North Belfast residents 'kept prisoners' at Twelfth
North Belfast residents have been "kept prisoners" for decades during Twelfth of July street violence, a High Court judge has said.
The judge hit out at rioters in Ardoyne as he refused bail to a man accused of travelling 30 miles to riot.
He said Paul Donegan, 26, of Dunclug Park, Ballymena, should remain in custody "until the madness stops".
Mr Donegan, charged with riotous assembly, is alleged to have thrown stones and kicked out at police lines.
The judge also disclosed how the disorder had impacted on his own family as he was growing up.
He said: "What went on at Ardoyne was an outrage.
"My mother and father were held prisoners every Twelfth of July for 40 years because of this carry-on. I couldn't get to school when I was a child because of this carry on."
The judge is a past-pupil of St Mary's CBS in west Belfast.
The High Court heard that Mr Donegan travelled from Ballymena on the day with his heavily-pregnant partner to collect a Moses basket and other items from her relatives in the area.
Jonathan Browne, defending, said Mr Donegan went to the scene of the rioting at the shop fronts because "curiosity got the better of him".
He argued that any involvement was amateurish as photographs allegedly showed the accused in a distinctive tracksuit and with a tattoo visible.
Mr Browne said: "We say he effectively became involved in this as opposed to planning to become involved."

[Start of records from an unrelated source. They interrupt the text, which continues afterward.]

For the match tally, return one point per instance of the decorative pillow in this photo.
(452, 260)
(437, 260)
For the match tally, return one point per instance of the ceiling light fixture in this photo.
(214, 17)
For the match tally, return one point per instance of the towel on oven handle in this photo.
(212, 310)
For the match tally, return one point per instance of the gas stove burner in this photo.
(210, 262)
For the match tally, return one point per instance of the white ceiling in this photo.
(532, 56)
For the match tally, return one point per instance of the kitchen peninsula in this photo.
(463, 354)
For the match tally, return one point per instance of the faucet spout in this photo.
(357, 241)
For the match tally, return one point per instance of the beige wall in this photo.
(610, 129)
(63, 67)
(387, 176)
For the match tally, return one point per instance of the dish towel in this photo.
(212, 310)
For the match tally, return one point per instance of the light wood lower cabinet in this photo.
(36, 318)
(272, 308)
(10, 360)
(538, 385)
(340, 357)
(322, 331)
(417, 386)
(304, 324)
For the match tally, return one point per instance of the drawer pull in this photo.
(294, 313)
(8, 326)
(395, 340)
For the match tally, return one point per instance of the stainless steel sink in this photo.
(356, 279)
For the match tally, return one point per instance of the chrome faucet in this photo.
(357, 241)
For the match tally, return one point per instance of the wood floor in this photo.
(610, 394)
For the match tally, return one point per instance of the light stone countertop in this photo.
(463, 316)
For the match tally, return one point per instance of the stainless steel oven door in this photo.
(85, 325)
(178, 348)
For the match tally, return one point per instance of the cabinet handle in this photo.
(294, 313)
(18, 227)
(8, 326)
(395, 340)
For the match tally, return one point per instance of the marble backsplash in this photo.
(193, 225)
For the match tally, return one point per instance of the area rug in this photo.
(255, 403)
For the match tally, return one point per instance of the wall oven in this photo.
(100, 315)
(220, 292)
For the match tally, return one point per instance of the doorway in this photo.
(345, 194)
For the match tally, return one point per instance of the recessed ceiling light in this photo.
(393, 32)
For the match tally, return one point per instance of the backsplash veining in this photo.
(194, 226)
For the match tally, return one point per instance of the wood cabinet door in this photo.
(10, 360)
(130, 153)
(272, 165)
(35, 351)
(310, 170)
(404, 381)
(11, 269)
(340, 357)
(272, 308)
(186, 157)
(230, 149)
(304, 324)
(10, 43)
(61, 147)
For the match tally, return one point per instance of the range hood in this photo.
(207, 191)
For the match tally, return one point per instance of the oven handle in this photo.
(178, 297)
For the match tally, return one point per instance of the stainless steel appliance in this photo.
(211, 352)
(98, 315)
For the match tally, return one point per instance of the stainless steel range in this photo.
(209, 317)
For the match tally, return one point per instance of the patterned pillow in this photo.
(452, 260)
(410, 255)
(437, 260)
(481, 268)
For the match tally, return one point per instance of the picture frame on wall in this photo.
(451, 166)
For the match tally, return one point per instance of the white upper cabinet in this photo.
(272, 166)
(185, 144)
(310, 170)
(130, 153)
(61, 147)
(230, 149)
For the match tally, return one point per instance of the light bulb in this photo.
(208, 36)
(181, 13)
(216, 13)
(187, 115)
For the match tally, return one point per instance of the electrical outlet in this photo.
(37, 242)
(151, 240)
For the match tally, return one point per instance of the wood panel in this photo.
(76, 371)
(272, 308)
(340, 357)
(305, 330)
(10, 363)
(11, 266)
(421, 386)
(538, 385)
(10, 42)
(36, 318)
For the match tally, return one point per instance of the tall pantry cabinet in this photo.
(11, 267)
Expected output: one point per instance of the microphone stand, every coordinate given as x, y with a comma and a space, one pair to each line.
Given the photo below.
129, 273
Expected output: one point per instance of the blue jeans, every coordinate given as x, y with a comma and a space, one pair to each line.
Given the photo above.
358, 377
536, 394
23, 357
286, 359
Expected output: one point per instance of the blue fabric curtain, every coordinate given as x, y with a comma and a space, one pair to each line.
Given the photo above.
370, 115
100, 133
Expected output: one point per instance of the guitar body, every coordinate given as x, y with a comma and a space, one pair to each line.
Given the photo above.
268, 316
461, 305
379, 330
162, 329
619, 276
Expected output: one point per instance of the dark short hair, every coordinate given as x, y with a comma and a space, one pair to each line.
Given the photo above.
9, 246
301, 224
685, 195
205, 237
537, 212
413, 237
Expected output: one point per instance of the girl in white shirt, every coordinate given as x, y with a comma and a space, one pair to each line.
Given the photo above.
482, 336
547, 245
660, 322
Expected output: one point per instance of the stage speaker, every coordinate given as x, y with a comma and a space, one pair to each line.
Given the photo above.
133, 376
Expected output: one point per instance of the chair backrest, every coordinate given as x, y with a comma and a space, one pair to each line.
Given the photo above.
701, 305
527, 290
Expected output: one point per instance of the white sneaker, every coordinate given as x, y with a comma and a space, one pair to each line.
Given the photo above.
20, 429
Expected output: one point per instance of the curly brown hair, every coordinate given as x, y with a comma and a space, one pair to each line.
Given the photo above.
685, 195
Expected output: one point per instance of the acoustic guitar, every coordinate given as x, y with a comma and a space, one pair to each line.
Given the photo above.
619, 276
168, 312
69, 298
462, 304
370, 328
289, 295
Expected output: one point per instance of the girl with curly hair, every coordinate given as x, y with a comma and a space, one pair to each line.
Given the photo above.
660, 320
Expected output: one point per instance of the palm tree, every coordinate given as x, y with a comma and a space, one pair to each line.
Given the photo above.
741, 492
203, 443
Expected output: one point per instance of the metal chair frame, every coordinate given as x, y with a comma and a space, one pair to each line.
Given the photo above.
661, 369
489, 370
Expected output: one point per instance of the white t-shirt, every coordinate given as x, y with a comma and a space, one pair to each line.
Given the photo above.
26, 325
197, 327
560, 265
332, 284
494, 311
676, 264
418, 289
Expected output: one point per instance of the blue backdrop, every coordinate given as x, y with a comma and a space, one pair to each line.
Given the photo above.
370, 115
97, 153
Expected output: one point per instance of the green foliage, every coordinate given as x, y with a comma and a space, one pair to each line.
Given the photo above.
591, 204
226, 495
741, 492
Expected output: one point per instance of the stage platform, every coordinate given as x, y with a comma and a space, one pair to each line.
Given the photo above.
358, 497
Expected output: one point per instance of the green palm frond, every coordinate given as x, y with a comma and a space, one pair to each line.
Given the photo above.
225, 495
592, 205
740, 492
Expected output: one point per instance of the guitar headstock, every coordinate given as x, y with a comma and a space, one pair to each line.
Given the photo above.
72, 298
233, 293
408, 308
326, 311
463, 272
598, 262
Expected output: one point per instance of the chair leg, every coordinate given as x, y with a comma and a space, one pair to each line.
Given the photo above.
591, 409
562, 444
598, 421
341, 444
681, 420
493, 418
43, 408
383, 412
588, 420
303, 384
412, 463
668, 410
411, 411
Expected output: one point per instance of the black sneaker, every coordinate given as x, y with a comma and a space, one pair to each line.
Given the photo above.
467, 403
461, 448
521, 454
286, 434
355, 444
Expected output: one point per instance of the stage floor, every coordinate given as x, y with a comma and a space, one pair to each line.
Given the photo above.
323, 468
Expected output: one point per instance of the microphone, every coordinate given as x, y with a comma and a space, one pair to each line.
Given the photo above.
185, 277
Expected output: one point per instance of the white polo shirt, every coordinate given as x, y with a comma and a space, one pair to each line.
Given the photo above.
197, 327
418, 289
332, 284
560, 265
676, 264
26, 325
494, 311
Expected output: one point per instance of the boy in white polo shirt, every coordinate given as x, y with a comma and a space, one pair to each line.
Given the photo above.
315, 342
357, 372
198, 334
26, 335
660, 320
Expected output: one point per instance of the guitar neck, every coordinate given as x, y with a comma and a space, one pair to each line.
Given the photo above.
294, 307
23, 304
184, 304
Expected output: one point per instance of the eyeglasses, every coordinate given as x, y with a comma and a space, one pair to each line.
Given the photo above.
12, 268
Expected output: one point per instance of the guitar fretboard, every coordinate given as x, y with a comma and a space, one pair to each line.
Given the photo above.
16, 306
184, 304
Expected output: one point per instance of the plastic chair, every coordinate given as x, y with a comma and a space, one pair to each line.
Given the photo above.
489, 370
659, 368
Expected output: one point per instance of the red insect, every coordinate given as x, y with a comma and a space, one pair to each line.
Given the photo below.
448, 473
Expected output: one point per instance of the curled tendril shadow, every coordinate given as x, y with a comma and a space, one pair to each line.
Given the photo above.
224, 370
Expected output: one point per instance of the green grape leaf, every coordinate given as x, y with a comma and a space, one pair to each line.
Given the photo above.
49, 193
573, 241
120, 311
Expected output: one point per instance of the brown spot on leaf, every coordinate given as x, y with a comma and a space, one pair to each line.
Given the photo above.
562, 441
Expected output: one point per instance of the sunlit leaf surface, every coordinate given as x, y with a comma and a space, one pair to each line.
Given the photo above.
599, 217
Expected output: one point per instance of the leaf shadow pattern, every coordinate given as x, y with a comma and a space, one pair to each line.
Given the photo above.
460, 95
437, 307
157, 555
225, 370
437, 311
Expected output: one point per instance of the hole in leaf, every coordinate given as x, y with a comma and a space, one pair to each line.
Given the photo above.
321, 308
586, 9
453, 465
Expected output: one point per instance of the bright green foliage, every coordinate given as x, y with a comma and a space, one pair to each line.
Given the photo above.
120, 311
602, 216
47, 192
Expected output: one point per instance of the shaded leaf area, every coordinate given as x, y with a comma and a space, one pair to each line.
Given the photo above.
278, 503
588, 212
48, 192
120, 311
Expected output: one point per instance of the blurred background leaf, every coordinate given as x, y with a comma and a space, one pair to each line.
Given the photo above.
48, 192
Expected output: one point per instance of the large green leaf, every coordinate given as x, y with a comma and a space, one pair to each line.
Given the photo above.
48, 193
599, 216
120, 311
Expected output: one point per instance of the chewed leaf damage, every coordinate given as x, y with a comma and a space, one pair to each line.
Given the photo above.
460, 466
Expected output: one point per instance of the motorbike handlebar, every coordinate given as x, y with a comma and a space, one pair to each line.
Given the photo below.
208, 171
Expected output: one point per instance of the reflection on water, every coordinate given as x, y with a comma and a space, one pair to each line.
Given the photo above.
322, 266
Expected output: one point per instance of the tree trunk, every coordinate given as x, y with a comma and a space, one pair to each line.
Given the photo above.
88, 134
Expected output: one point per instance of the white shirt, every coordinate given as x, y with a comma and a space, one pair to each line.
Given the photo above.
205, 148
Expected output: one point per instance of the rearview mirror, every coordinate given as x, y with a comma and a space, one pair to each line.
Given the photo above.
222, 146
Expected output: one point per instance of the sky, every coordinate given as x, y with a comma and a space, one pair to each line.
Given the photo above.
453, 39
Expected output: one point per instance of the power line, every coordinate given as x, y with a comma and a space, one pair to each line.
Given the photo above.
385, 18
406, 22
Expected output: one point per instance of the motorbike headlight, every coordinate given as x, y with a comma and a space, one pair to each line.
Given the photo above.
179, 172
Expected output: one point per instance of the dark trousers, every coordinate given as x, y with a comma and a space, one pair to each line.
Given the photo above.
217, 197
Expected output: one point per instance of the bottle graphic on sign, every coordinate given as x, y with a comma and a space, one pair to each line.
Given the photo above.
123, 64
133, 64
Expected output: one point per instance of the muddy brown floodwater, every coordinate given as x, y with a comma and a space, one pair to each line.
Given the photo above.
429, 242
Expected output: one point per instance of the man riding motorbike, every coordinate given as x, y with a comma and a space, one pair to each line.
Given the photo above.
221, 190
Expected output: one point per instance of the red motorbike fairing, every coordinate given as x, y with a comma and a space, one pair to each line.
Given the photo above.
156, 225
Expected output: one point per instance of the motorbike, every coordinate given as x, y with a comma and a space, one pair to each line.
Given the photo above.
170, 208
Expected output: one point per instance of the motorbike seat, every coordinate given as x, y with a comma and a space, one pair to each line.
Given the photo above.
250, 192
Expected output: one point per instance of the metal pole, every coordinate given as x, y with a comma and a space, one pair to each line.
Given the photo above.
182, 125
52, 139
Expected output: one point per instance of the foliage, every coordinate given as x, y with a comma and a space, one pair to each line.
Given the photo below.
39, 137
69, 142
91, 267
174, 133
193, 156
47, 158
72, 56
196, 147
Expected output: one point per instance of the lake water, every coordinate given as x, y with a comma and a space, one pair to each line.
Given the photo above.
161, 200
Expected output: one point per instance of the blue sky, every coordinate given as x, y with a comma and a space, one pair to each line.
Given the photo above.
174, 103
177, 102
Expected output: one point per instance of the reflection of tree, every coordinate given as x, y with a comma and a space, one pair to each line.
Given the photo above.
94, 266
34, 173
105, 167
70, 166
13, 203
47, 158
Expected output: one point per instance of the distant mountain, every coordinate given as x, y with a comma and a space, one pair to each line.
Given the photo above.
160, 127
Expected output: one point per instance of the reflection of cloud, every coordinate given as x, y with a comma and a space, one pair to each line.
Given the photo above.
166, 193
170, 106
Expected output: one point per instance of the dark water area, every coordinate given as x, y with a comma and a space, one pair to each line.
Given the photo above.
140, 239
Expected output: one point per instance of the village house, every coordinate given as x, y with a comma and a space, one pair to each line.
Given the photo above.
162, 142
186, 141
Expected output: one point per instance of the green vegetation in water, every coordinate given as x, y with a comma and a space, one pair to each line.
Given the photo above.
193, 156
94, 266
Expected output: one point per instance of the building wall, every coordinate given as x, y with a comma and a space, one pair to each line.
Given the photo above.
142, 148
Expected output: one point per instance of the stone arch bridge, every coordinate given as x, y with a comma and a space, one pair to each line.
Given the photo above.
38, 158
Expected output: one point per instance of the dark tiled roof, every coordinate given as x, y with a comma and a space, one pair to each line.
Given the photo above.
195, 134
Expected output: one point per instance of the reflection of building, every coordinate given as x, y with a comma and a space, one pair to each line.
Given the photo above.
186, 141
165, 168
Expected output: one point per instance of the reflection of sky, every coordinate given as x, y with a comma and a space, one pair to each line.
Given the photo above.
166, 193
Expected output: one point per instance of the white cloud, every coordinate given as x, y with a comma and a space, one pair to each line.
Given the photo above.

However, Mr Justice McLaughlin said Mr Donegan could not be released in the current circumstances.
"Anybody involved in this on a voluntary basis needs to be kept out of harm's way until the madness stops," he said.
The judge said the rioters caused huge public alarm and distress, particularly to Ardoyne residents who were "being kept prisoners year after year for decades now".
"These people don't have any regard for anybody else who lives there. They only have regard for themselves."